Bob plaqua l'appareil contre sa poitrine et s'adressa a Francois:

«Je n'ose pas lui parler du classeur. Il pourrait croire que mon pere a ete negligent.»

Revenant a son interlocuteur, il dit:

«Oui. Vous avez raison. Je m'excuse de vous avoir derange. Bonsoir, monsieur Merrill.»

Lentement, il raccrocha, et, prenant a temoins Francois et Mrs. Humphrey, il demanda, d'une voix epuisee:

— Qu'est-ce qu'on peut faire?

— Ce qu'on peut faire? s'ecria impetueusement Francois. Mais il faut prevenir la police.

— Et si papa n'est pas d'accord, quand il reviendra…

— Mais il ne reviendra pas.

Francois regretta aussitot sa repartie, car il vit se decomposer le visage de Bob.

— Soyons bien calmes, reprit-il. Et recapitulons. Cet apres-midi, en l'absence de ton pere, un homme se presente, qui vient certainement pour reperer les lieux… Bon. Plus tard, quelqu'un telephone… Rappelle-toi… La communication etait mauvaise… «Parlez plus fort, disait ton pere. Je ne reconnais pas votre voix»… Ca signifie quoi? Que l'individu qui appelait se faisait passer pour M. Merrill. Et pourquoi?… Pour attirer ton pere dans un piege et lui voler ses clefs. Il n'y a pas d'autre explication.

— Tu veux dire?

— Dame! Reflechis! L'occasion etait magnifique. Le type en question savait, je ne sais pas comment, que nous etions au concert. Ton pere etant retenu quelque part, peut-etre par des complices, il n'y avait plus a la maison que Mrs. Humphrey. Grace aux clefs volees, il devenait facile de se servir… Ce qui n'etait pas prevu, c'est que nous reviendrions si tot.
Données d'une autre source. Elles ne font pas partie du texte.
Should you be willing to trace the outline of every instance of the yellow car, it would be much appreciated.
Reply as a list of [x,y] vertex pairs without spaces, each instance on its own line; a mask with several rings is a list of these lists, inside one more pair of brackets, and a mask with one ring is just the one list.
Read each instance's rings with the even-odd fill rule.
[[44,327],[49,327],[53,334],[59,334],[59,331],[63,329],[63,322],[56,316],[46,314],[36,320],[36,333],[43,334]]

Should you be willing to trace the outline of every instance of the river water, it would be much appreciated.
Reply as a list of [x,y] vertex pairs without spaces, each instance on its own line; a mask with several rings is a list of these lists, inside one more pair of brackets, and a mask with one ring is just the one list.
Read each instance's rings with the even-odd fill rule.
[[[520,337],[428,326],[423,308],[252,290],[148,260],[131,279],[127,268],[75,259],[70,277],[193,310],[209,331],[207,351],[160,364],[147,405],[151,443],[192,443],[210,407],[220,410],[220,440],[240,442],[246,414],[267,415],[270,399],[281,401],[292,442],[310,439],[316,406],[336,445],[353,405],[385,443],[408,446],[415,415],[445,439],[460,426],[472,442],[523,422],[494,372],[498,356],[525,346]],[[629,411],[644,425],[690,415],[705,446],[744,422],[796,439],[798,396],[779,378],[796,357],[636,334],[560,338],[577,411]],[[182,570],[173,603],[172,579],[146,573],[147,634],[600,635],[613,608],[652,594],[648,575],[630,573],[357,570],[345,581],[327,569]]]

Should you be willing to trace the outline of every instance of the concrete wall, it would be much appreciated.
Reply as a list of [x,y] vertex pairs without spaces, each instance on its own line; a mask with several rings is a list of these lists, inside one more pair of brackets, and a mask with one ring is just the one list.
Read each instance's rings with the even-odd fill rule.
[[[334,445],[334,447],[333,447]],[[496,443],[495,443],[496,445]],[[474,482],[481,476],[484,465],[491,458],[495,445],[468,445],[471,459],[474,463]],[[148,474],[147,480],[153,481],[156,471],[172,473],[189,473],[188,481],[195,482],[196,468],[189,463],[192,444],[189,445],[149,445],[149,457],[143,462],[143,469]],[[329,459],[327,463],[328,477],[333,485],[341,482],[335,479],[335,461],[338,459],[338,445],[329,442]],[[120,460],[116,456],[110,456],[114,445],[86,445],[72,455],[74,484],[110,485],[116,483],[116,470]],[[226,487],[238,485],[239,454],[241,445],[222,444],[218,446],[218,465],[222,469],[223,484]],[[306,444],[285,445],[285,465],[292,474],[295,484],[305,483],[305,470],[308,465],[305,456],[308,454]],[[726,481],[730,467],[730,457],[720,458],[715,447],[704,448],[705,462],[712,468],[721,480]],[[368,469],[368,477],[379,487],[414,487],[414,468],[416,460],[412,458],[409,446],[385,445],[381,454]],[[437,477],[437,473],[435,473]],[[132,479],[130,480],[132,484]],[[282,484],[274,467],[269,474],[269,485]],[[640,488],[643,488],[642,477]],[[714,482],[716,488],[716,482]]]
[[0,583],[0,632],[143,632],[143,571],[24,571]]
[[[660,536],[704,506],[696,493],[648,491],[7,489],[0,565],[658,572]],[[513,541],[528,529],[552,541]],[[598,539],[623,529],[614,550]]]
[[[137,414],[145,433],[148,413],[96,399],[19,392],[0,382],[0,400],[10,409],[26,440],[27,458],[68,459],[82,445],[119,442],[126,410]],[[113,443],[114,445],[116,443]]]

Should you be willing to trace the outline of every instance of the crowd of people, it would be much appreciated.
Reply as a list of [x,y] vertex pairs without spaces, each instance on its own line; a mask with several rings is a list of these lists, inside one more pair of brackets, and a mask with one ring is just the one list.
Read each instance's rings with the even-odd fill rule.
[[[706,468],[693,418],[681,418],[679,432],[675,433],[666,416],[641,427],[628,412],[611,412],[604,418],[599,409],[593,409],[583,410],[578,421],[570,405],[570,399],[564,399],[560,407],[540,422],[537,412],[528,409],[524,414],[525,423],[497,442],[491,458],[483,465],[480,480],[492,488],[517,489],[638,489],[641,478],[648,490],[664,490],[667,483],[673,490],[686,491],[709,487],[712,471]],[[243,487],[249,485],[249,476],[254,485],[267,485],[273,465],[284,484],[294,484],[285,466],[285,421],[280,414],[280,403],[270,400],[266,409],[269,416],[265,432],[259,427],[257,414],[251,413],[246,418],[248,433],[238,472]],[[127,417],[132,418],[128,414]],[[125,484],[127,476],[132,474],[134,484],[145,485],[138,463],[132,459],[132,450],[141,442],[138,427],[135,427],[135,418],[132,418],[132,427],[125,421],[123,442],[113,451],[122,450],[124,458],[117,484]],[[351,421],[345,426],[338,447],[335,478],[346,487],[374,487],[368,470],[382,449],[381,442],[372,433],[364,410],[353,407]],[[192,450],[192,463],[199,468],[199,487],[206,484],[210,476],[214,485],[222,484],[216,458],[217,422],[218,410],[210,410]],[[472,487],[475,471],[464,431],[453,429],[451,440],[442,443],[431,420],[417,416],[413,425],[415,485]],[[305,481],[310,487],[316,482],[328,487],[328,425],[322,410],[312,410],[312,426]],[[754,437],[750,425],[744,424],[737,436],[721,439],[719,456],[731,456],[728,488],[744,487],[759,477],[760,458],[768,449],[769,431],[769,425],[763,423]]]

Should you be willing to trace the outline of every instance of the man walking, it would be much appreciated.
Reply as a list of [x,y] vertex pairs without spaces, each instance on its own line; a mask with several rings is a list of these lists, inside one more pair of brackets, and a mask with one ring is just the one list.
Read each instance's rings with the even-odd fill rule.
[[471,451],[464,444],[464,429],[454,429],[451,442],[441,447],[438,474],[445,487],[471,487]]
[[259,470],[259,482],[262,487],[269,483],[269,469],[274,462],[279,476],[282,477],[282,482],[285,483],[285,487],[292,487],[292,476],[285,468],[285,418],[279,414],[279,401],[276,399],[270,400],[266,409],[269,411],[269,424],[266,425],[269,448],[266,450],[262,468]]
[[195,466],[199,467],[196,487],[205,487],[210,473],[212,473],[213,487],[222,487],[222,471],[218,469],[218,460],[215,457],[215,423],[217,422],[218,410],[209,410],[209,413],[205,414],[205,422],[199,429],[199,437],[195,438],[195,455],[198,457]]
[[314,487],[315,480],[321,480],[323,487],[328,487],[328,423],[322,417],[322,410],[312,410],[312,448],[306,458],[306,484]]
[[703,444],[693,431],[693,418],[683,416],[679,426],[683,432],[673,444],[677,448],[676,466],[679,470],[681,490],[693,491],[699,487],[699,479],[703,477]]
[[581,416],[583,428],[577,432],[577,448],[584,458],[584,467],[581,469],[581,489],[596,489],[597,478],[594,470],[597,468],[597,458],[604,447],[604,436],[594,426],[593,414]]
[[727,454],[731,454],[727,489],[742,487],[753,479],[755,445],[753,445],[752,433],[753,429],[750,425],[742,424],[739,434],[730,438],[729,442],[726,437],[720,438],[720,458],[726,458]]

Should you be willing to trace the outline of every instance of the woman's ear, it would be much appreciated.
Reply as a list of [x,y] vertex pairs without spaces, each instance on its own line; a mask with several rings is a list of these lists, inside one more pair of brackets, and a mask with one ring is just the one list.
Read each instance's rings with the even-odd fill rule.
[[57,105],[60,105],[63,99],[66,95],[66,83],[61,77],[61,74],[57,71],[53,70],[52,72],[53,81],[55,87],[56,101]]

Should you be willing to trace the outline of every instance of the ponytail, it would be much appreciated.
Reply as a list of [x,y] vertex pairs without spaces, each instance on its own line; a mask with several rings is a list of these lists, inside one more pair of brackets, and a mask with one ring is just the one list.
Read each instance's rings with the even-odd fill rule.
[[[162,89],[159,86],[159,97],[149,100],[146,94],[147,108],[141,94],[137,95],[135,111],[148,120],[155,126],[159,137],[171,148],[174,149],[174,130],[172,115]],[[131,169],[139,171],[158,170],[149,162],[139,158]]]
Les faits s'ordonnaient logiquement et dictaient la conduite a suivre. Bob reprit le telephone et forma le numero de la police, qui etait marque au centre du disque, sur une pastille blanche: Emergency 9.9.9.

— Allo? C'est au sujet de… Ah bon! Monsieur Skinner, a Hastlecombe. Oui, c'est au sujet d'un cambriolage… Des papiers tres importants ont ete voles… Non, je suis son fils… Mon pere a disparu… Pardon?… Pas du tout. S'il n'est pas rentre, c'est probablement qu'il a ete attaque… Je vous en prie… Oui, j'ai compris… l'inspecteur Morrisson… Merci.

Il reposa le combine sur sa fourche et, se tournant vers Mrs. Humphrey:

— La police va arriver, Mrs. Humphrey. Il faut aller vous reposer.

— Vraiment? Vous n'avez besoin de rien? Une tisane? Un grog?… Je ne peux pas vous laisser dans l'etat ou vous etes.

— Mais si. Ca ira, je vous assure.

— J'espere qu'ils comprendront qu'un cambriolage, ici, ce n'est pas tres convenable.

Elle sortit dignement.

— Elle est devouee, murmura Bob, mais elle est d'un autre age… Je pense a mon pere. Qu'est-ce que tu crois, au juste?… On lui a saute dessus? On l'a frappe?

Francois avait si bien pris la situation en main que Bob etait pret a accepter les yeux fermes toutes les hypotheses qu'il pourrait desormais proposer. Francois s'efforca de le rassurer.

— Il a suffi, a mon avis, de le menacer. On l'a force a vider ses poches.

— Mais apres… Il aurait eu le temps de donner signe de vie.

— Tu penses bien qu'on l'en a empeche… On l'a peut-etre enferme quelque part… Ce que je m'explique mal, c'est comment on a pu l'obliger a sortir de sa voiture.

– Ca, c'est facile, au contraire, dit Bob. La rue ou habite M. Merrill est barree, pour le moment. Il y a une enorme tranchee ou l'on place des tuyaux, des cables. Il faut donc garer sa voiture assez loin et faire le reste du trajet a pied. De plus, les reverberes de la rue sont eteints pendant la duree des travaux.

— Eh bien, voila l'explication. C'est la qu'on a guette ton pere. Et je ne serais pas surpris si on le retrouvait, au fond de la tranchee, bien ficele…

L'image fit rire Bob, qui n'etait pas un garcon capable de se complaire dans l'angoisse.

— Je vais avaler un cachet, dit-il. J'ai un sacre mal au crane. Tu pourrais te debarrasser de ton pistolet. Tu as tout du justicier!